La histórica marca de zapatillas John Foos, un emblema del calzado urbano fundado en la década de 1980, decidió finalizar la producción en su planta de la localidad de Beccar, en el partido de San Isidro. La firma adoptará un modelo de negocios basado exclusivamente en la importación de productos terminados desde China.
En 2019 la empresa intentó radicarse en La Pampa, pero finalmente su desembarco no prosperó. El desmantelamiento de la fábrica no fue un evento aislado sino parte de un proceso gradual que se aceleró en el último año. La dotación de personal sufrió un recorte masivo: de casi 400 trabajadores en 2023, hoy permanecen unos 50 empleados.
El cese de actividades productivas fue comunicado de manera interna, estableciendo como fecha límite para la operatividad de las máquinas el final de abril. La transición hacia el mercado asiático comenzó hace tiempo con el ingreso de partes para ensamblar, hasta llegar al esquema actual donde el producto llega totalmente terminado. Una vez cerrada el área de producción, la firma, que operaría bajo la razón social Flingday S.A., solo conservaría una estructura mínima para tareas administrativas y de comercialización.
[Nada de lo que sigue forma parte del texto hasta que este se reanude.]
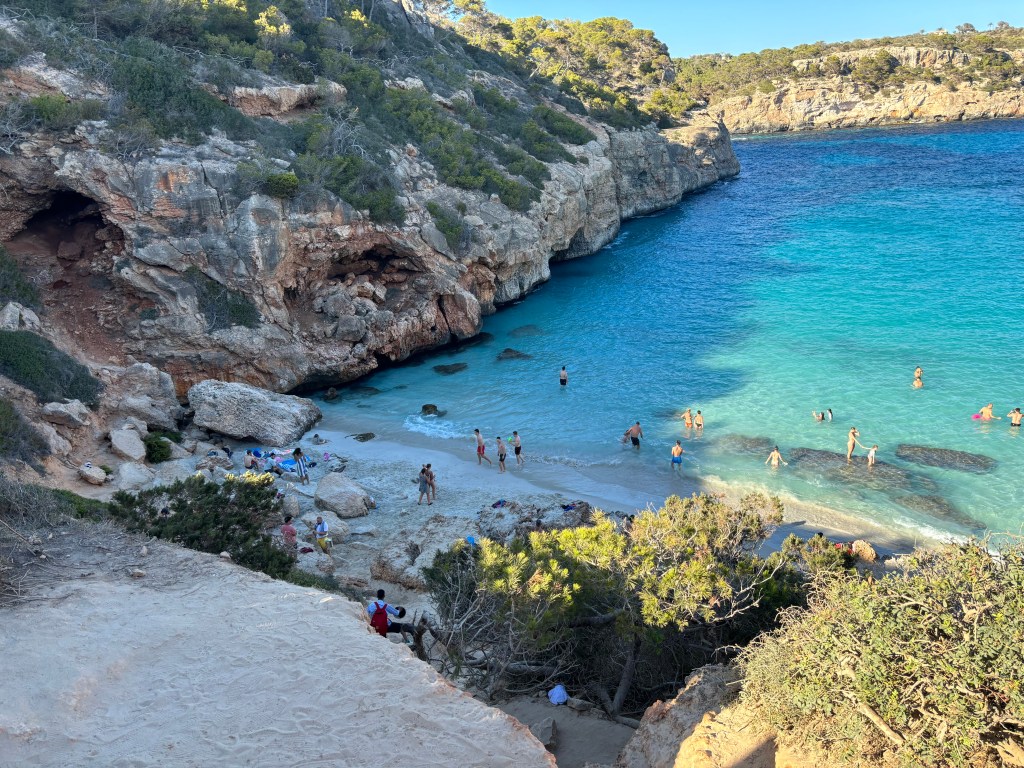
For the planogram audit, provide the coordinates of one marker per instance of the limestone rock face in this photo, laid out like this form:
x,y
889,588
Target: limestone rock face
x,y
71,414
338,494
128,444
133,476
92,474
246,412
La salida de los últimos trabajadores se desarrolla en un clima de tensión. Los empleados revelaron que la dirección de la empresa, encabezada por su fundador Miguel Fosati, está ofreciendo acuerdos de desvinculación con montos que oscilan entre el 60% y el 70% de la indemnización según la ley, en algunos casos incluyendo pagos en cuotas. Los trabajadores denuncian maniobras de presión por parte de la firma, la cual habría advertido sobre la inminente presentación de un concurso de acreedores.
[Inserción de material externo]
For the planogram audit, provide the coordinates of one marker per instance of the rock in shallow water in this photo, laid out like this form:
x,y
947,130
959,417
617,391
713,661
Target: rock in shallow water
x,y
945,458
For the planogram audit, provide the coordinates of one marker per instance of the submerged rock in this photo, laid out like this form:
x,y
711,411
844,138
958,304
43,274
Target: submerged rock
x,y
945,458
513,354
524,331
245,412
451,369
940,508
En 2019, la empresa hizo un intento de radicación en La Pampa. En aquel entonces, su propietario manifestó a las autoridades provinciales sus intenciones de abrir una planta fabril en Santa Rosa, utilizando como mano de obra a exoperarios de Alpargatas, la textil que cerró en 2018. Incluso se tomó una prueba de aptitud técnica a los extrabajadores, pero la crisis económica y la caída del consumo durante aquel período frenaron el proyecto.